ひょっとして夢の中の出来事かもしれない(笑)。
埼玉・秩父の老舗和菓子屋「江原本店」の白い暖簾をくぐる。
「大正11年創業」(1922年)の文字がさり気ない。
入った瞬間、自家製の生菓子がシンプルに並べられていて、いい店だとわかった。2年ほど前に建て替えたようで、平屋建てで新しい。
単なる和菓子屋ではない。製餡業も営んでいて、私がかつて感動した水ようかんもここのあんこを使っているようだ。
秩父地方の郷土まんじゅう「すまんじゅう」(つぶ、こし 税込み100円)、「茶まんじゅう」(同70円)、「草もち」(同100円)、「栗どら焼き」(同150円)を買い求め、3代目ご夫妻とご子息の4代目とあれこれ雑談しながら、その翌日、自宅で冷たい麦茶を用意して、賞味となった。
あんこ旅みょうりに尽きる。コロナもどこかに消えている。
まずは「すまんじゅう」。「す」の意味は諸説あるが「酢」ではなく「素」のようだ。
糀(こうじ)を使った酒饅頭で、店によって形が違う。「江原本店」のものは平べったくて大きめ。
皮からいい糀の香りがする。
蒸かし立て作り立てが一番美味い。だが、個人的な事情で賞味が翌日午前になってしまった。添加物類は一切使っていないので、皮が少しパサついていた。
後悔先に立たず。
店主に教えれた通り、レンジでチンしたら、絶妙な美味さに変わった。
あんこは少なめ。こしあんよりつぶあんの方が塩気がやや強めで、いい小豆の風味が口中でふわりと開花してきた。あんこの量がもっとあれば、文句のつけようがない美味さだと思う。
一個100円がコスパの凄さを醸し出している。
「茶まんじゅう」が気に入った。こしあんのボリューム、しっとりとした美味さが際立っている。70円が信じられない。
「草もち」はきな粉が表面にかかっていて、本物感を漂わせていた。
悲しいことにこちらもはや固くなり始めていた。レンジでチンしたら、草もちの柔らかさと中のつぶしあんが絶妙に変わった。甘さを抑えていて、ほんわか感が立ってくる。
繰り返すが、生菓子は翌日に持ち越してはいけない。反省あんこ。
「江原本店」はあんこ屋さんでもあるので、あんこのこだわりと種類が多い。
3代目によると、建て替える前は薪(まき)であんこを炊いていたという。驚き。
北海道産、神奈川産など国産小豆を使用、砂糖も中ザラ、グラニュー糖を使い分けているという。あんこ職人のこだわりがわかる。
締めの「栗どら焼き」に手が伸びる。
これが予想を超えた味わいだった。「日本橋うさぎや」ほど大きくはないが、皮の濃い目の焼き色、甘い香り、ふくよかなしっとり感が上質。

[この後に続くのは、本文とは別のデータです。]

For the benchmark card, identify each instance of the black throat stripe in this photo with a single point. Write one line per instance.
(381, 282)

何よりも中のつぶあんが艶やかに炊かれてて、抑えられた甘さ、きれいな風味、ほのかな塩気が三位一体の味わいで、栗どら焼き番付で行ったら、コスパ的にも三役以上はゆうに行くと思う。
秩父にはいい和菓子屋が多い。コロナで人通りの少ない街中を歩きながら、この地方の総鎮守・秩父神社まで足を運ぶ。
茅の輪くぐりをして、コロナ疫病除けをお祈りした。
遠くであんこの神様も微笑んだ気がするのだった。早く食べなさい、と。